Com'il sole a scoprir l'eterna luce, signor, mai non attende o canto o preghi, ma tosto avvien che spieghi da l'aurato oriente i dolci raggi,
e seguendo gli obliqui erti viaggi fa con perpetue leggi a noi ritorno per riportarne il giorno; così vostra virtù pronta riluce,
ch'a la fortuna sua medesma è duce; e non pregata giova, anzi previene le preghiere, che già son vecchie e lente di lungo spazio; e non lodata ancora,
sé di se stessa onora, tutta de' raggi di sua gloria ardente, e per le vie de l'alto ciel serene pigra è colei che suol volar repente,
né 'l volo appressa di sì nobil mente. Tarda fu la fortuna al vostro merto, non solo a quel di lui, che d'alta sede l'ostro a' merti concede;
tarda è la lode che voi segue, e bassa, né giunge a lei, che tutto a dietro or lassa l'oscuro mondo e solo al cielo aspira; tarda si volve e gira
la fama, e 'l grido suo falso ed incerto, che solo in voi lodando è vero e certo: voi tardo no, ma grave e d'alto ingegno, là sete giunto, ove si svela e scopre
l'uom che d'ostro si fascia e d'or s'ammanta. Come sia bella e quanta la verace virtù, dove s'adopre, già Roma il mira ed ogni estranio regno,
intento a' modi, a le parole, a l'opre, quasi in teatro, poiché nulla il copre. Là in dipinto cristallo accesi lumi, e statue mute infra colonne eburne,
e pompe altre notturne fortuna variando altrui dimostra; qui dove il sacro manto a voi s'inostra, in voi si veggon lumi eterni e santi,
virtù vive e spiranti tra reali e divini alti costumi, e tutti avvien che di splendore allumi quel sommo Sol, che non in Tauro o 'n Libra,
ma ne' cuor nostri e ne le menti alberga. Quindi con mille raggi altrui risplende quella che 'n alto intende, là dove l'altre al fine indrizzi ed erga,
e Giustizia i suoi premi appende in libra; e seco ogni altra, in cui s'adorni e terga l'alma gentil, cui null'orrore asperga. Ma tutte fa più care, anzi più illustri,
gentilezza di sangue antica e d'alma virtute infusa ed alma, e fama omai canuta e gloria prisca, a cui s'inchini Europa e riverisca
la memoria de l'avo al ciel translato sovra il mortale stato, e mille anni la serbi e mille lustri o pur finché la terra e 'l ciel s'illustri,
e lieta cortesia con dolci modi, e 'n amici sembianti e 'n saggi detti, sempre i migliori affida e parte accoglie. Da le purpuree spoglie
il fasto fugge in più superbi petti; fugge il rigor, fuggono inganni e frodi, e v'hanno albergo sol pensieri eletti, arti e virtù sublimi e puri affetti.

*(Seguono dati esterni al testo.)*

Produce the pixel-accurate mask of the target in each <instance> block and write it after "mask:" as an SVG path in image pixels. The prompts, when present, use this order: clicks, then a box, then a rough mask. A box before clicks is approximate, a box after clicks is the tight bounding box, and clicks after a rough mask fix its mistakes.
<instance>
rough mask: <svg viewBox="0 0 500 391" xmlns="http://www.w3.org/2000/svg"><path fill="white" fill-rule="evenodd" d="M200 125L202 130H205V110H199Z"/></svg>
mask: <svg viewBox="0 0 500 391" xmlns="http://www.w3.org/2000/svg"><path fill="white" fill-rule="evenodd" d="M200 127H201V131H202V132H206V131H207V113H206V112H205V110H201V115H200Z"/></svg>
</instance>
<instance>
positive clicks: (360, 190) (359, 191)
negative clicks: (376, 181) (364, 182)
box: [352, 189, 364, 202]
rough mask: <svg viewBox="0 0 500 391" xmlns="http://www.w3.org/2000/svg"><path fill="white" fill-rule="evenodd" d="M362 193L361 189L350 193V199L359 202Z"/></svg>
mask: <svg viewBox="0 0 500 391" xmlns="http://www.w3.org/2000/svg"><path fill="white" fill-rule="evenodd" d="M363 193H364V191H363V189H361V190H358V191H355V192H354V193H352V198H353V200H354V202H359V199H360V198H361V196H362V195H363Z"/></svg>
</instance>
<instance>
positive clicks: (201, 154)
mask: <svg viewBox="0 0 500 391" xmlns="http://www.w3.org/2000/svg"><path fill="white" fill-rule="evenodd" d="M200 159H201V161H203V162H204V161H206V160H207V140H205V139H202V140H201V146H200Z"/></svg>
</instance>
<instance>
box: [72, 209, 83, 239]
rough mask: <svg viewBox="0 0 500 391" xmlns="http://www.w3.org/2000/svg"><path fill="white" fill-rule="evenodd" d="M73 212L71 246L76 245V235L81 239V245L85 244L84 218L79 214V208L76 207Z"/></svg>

Oh come è bella Italia e Roma altera, anzi lieta l'Europa e lieto il mondo, mentre reggete il pondo col vicario di Cristo e quell'incarco,
che gloria accresce a chi n'è grave e carco! E come il chiaro sol dal primo Sole prender sua luce suole e più bella rotar celeste spera;
così da voi lume immortal si spera, mentre spargete altrui del sommo Padre le grazie e i sacri doni in nobil parte del mondo, ch'è di Dio lucido tempio;
e con divino esempio egli per voi l'accresce, e le comparte a questa de le genti antica madre, che tolse a Giove i templi e tolse a Marte,
sacrando a Cristo in terra altari e carte. Squallidi sono e tenebrosi i regni, di boschi in guisa e d'arenose piagge deserte o pur selvagge
le provincie, orbi i regni, e i feri duci privi del giorno e de l'amate luci, dove di santo ardor raggio non ferve, tra genti o sciolte o serve;
ma vivon, come sian del sole indegni, quei che mosser del cielo i tardi sdegni più de' Cimmeri, a cui perpetua l'ombra fa la vita mortale orrida e 'ncolta;
o s'altra gente al più gelato cielo, ne l'altissimo gelo e 'n tenebroso orror vive sepolta. Deh qual altro splendor la notte sgombra?
o fa di tanti error l'ombra men folta, che l'umil plebe al precipizio ha volta? Il peso a cui s'appoggia Italia e Roma, meglio ei sostien, canzon mia stanca e frale,
che tu la gloria sua con debil carme: però gli scettri e l'arme, e la pompa superba e trionfale, potria forse parer men grave soma;
ma benché non sia laude al merto eguale, dov'egli sparge i rai, tu spiega l'ale.